Pritchard provides six reasons why he thinks this is the case. Here are his six points with my comments in brackets following them:
- Many pastors feel more comfortable with Greek than with Hebrew. [I’m sad to say that I think many pastors are most comfortable with English and rarely delve into the biblical languages — though feel free to correct me!]
- Most biblical training focuses on New Testament interpretation. [Sad but true]
- For some there may be theological reasons why they don’t preach from the Old Testament. Perhaps they view everything before Matthew as “preparation” (which in a sense it is) and therefore not worthy of extended attention from the pulpit (a sad mistake, in my opinion). [I would agree that this is a sad — and costly — mistake.]

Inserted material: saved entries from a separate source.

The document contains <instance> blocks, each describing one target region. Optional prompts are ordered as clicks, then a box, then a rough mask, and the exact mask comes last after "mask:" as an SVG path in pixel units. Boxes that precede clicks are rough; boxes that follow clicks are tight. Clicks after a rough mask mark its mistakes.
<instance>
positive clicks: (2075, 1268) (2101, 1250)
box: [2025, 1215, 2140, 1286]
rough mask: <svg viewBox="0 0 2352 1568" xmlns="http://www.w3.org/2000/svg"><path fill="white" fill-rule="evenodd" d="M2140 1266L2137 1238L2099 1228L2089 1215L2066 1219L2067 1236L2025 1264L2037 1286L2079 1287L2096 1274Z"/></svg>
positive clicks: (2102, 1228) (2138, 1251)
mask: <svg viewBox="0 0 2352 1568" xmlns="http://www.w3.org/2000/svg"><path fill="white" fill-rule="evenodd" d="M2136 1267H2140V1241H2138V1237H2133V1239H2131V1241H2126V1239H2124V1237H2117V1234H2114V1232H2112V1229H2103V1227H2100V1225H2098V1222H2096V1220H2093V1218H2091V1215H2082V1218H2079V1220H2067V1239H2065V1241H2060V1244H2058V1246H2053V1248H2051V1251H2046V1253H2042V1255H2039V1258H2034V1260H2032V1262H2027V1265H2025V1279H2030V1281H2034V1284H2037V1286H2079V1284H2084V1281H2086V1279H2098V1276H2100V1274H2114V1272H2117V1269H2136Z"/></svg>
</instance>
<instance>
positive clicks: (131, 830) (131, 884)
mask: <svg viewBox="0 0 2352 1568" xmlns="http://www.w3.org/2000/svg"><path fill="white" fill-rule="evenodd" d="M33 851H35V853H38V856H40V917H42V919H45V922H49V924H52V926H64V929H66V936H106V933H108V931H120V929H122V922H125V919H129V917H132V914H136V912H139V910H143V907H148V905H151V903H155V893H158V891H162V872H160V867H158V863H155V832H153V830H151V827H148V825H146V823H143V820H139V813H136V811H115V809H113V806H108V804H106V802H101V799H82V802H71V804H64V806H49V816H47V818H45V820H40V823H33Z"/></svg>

- But my primary thought was that most seminaries specialize in teaching pastors how to preach the epistles. Our methods work best with Romans, Ephesians and the other Pauline epistles. We feel more comfortable with material that is presented logically and in a point-by-point fashion. Therefore our graduates gravitate more to Colossians than to Hosea. [Perhaps; at the very least most pastors seem to prefer to preach non-narrative and non-poetic passages, which pretty much eliminates the Old Testament! It’s hard — and unnatural — to reduce a narrative to a three-point sermon.]
- The flip side is that we aren’t so comfortable with the prophets–major or minor. Or with Job. What do you do with Job? Do you preach four or five sermons and move on? Ecclesiastes is a challenge. So is Song of Solomon in a different sense. Then you’ve got books like Leviticus, which most of us never touch. Or Deuteronomy, where we cherry-pick a passage here and there. [I think this is a valid point in that it is more difficult to preach some passages. Of course, that doesn’t mean you should avoid them. The fact of the matter is that while many pastors may think that the NT is more accessible, that is likely an illusion created by familiarity.]
- And how should we preach the great stories of the Bible? I personally have profited greatly from preaching through the lives of Abraham, Jacob, Samson, Elijah, the book of Daniel, and David’s early years. But I confess that preaching biblical narratives challenges and stretches the way many of us were taught in seminary. [I think that sometimes we take too much of an anthropological focus in our preaching. Rather than preaching on the lives of the characters in the Old Testament, it is far more profitable to preach on the God that interacts with them and showers them with his grace.]
As I often say (somewhat tongue-in-cheek) most Christians are practical Marcionites in that while they don’t reject the Old Testament, they tend to ignore it.
What is your experience? Does your church preach a lot from the OT? Do you think they should?